吴鹿洺按照温斯沅给的指示一路走,出了车站,一眼就瞧见了人群里最高的温斯沅。

    今天天气暖,温斯沅就穿了件米白色的针织毛衣。

    他站在车站外的某个指示牌下,垂着脑袋正在看手机,斯文的金边眼镜挂在鼻梁上往下落了几分,身上惯有的严肃气息在冬日的暖风里似乎有见缓。

    出挑的身高加上长相,周围路过的人总难免要多看他两眼。

    吴鹿洺这一整个寒假都很想他。

    但今天人到了眼前,他发现之前都还不够想。

    他有点想过去就扑进温斯沅怀里,不过车站外人实在太多,因此他只是走到温斯沅跟前,抬手替温斯沅扶正了温斯沅鼻梁上滑下的眼镜。

    就在他的手扶完眼镜要落下时,被眼前的人一把抓住。

    温斯沅收起手机看向他,握着他的手似乎是在探他手的温度,见他手不凉,这才松开,而后拿下他背上背着的包,道:“我开了我爸的车来,就在附近。”

    吴鹿洺点点头跟着他走。

    找到车后一个上驾驶座一个上副驾驶座,动作平常得仿佛没有分别一个月,只是寻常地开车出门去逛个超市。

    吴鹿洺正这么想时,已经在驾驶座坐好的温斯沅忽地倾身到副驾驶座,从他手中接过了拉到一半的安全带,替他系上。

    温斯沅动作时气息来回在吴鹿洺颈间。

    温热的有点痒,吴鹿洺下意识伸手去碰。

    手刚抬到半空中,忽地被一只大手抓住。

    替他系好安全带的温斯沅抬起头,将他搂在了副驾驶座亲。

    刚才没感觉出来的那股分别味道,吴鹿洺从温斯沅的吻里感受到了。

    温斯沅大多数时候亲他都是慢条斯理的,偶尔会逗弄一下他,但基本都柔和得以照顾他的感受为主。

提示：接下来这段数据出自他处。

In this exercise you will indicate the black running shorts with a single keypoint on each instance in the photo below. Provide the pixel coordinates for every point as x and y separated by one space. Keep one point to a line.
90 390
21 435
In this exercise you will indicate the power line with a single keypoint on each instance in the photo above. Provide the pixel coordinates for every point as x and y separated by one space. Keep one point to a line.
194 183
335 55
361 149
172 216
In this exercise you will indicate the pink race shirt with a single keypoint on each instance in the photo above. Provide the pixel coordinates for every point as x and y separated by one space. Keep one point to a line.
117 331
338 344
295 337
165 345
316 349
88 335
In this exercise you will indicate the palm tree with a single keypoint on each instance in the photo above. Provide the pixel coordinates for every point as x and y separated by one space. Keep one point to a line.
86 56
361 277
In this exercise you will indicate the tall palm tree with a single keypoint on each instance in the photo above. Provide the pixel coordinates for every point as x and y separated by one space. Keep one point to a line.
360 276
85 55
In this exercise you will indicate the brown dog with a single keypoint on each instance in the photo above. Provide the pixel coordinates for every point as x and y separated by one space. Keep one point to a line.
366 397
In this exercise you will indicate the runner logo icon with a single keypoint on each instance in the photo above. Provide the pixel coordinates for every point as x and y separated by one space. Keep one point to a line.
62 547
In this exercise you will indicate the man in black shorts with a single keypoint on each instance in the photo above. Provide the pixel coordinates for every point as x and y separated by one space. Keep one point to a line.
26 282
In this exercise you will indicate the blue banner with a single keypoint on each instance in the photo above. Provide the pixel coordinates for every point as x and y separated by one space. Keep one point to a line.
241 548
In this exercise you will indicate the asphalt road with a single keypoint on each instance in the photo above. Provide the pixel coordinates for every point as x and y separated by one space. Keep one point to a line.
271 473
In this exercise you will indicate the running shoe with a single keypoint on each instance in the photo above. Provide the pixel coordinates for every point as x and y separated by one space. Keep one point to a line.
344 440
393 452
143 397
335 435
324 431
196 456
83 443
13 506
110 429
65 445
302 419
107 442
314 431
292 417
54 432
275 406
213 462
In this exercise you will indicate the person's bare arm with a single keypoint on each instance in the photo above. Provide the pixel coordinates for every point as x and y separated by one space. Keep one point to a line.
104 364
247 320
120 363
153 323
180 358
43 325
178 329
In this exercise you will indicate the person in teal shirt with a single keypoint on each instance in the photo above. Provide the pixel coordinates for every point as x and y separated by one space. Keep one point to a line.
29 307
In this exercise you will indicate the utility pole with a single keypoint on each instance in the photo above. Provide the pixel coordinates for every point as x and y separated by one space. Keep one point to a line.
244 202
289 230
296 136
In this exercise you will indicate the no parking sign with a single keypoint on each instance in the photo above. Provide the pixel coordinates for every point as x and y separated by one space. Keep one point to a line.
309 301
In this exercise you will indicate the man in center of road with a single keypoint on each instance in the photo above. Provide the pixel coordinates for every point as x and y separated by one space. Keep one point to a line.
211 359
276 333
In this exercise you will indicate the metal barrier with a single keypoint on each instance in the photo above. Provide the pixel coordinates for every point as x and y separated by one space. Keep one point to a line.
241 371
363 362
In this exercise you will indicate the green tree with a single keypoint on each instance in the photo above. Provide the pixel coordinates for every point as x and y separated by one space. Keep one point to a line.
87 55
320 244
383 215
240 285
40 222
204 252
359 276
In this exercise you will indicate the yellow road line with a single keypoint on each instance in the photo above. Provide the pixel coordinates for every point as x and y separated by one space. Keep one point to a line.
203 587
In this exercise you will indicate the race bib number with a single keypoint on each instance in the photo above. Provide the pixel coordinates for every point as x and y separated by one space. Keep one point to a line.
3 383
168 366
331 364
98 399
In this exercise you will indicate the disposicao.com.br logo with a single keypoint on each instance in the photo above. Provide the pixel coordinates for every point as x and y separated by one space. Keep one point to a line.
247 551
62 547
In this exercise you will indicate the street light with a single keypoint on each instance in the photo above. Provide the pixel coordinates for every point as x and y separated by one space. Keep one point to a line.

    今天温斯沅的吻跟以往哪次都不一样,很凶,霸道得像是要把他拆吞入腹。

    吴鹿洺整个人被压在副驾驶座上,仰着脑袋有些喘不过气。

    嘴巴被温斯沅亲得火烧火燎的,温斯沅搂着他的手臂像是要将他整个人都嵌进自己的身体里。

    这样激烈交流的吻还是第一次,因此吴鹿洺被亲完后好半晌没回过神。

    直到车开到半路,温斯沅开口说了话:“来之前吃过午饭吗?”

    吴鹿洺答应了声:“吃过。”

    城镇的道路虽然不如大城市宽,但车辆不多,一路上几乎都畅通无阻。

    “放假都在家做些什么?”温斯沅仿佛很寻常地问。

    吴鹿洺晕乎乎地下意识回答:“跟家人看看电视吃吃饭,就……平时电话里跟你说的那些。”

    他这个回答落下后,温斯沅有片刻的沉默。

    但吴鹿洺这会注意力不太集中,并没有注意到。

    不多时温斯沅再次开口,揭过了这个话题。

    温家门前并没有停车的地方。

    因此温斯沅把车停下后,两人还有一小段路要走。

    这一小段路要经过各户人家。

    整个镇开电瓶车半小时就能逛完,邻里间几乎都能认个脸熟。

    今天是个热闹日子,十户人家里能见六七户人家门前有人。

    基本上都是大人带着小孩,小孩穿着大红的喜庆衣服,一个个都被打扮得像年画上的娃娃。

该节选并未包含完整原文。